There’s also the issue of sustainability. Chelsea Baldino, a researcher at the International Council on Clean Transportation, says that so long as the lignin used for anode production is extracted as a byproduct from the paper-making process, then additional trees won’t be chopped down in order to make batteries.
A spokesman for Stora Enso confirms that, currently, all lignin the company uses is “a side stream of the pulping process”, and utilising it does not increase the number of trees felled or volume of wood used in pulp-making.
Anyone seeking to make anodes from lignin must ensure that the forestry from which that lignin is sourced is also sustainable, however, adds Pestana. “If the pulp industry isn’t sustainable, then the material itself isn’t a sustainably derived material,” she explains.

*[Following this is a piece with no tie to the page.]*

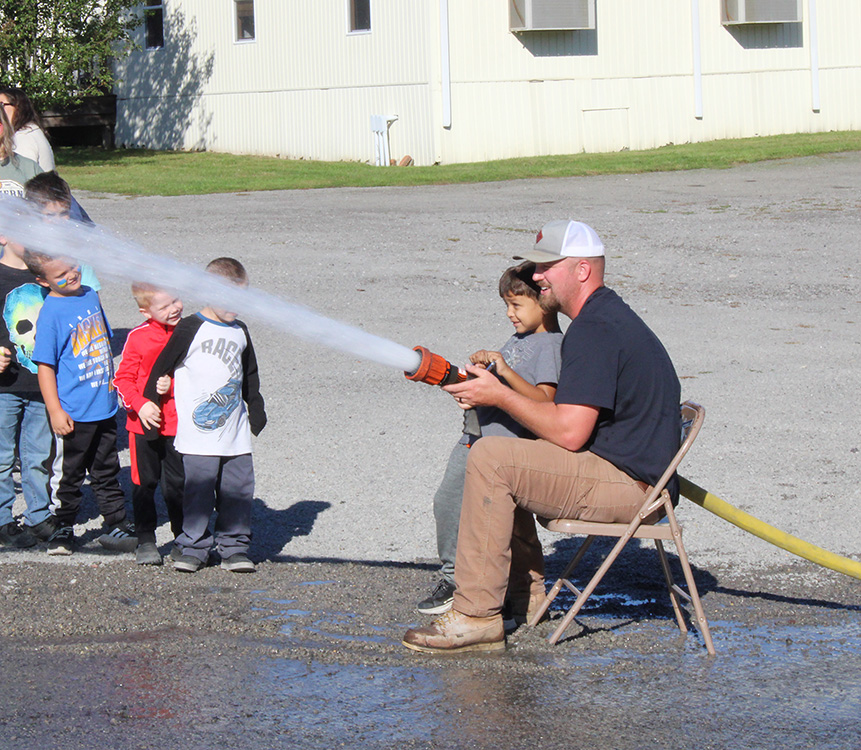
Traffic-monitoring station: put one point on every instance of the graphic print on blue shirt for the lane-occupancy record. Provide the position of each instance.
(89, 340)
(214, 411)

According to Stora Enso’s 2021 annual report , the company “knows the origin of all the wood it uses and 100% comes from sustainable sources”.
There is at least one other way that lignin could be used in batteries, besides anodes. In April, a research team in Italy published a paper about their efforts to develop a lignin-based electrolyte. This is the component that sits between the cathode and anode it helps ions flow between the electrodes but also forces electrons to take the desired path through the electrical circuit to which the battery is connected. In other words, it prevents the electrons from simply bouncing between the electrodes, which would leave your smartphone as dead as a doornail.
You can get polymers for electrolytes from oil, says Gianmarco Griffini at the Polytechnic University of Milan, but he adds that it would be beneficial to find alternative, sustainable sources instead.
He explains that the idea of using lignin arose after he and colleagues experimented with using the material in solar panels – with slightly underwhelming results. “The efficiencies you get in solar cells are relatively limited because lignin is brown, so it actually absorbs some light,” he explains. In batteries, that doesn’t matter.
For anode production, lignin is heat-treated to break it into its constituent carbons. But Griffini, a self-described “polymer guy”, says he prefers to use it in its polymer form. With this in mind, he and colleagues developed a gel polymer electrolyte that aided the movement of ions in an experimental potassium battery. “It actually came out pretty nicely,” he says.
The commercial viability of all these ideas is yet to be proven. Titirici adds however that, in theory, you could make a battery that uses polymers from lignin in the electrolyte as well as lignin-derived carbons in the anode.
Maybe you could even use it to power the wooden electronic components described in a paper earlier this year. Perfect tech for your treehouse, right? Or would that be going too far?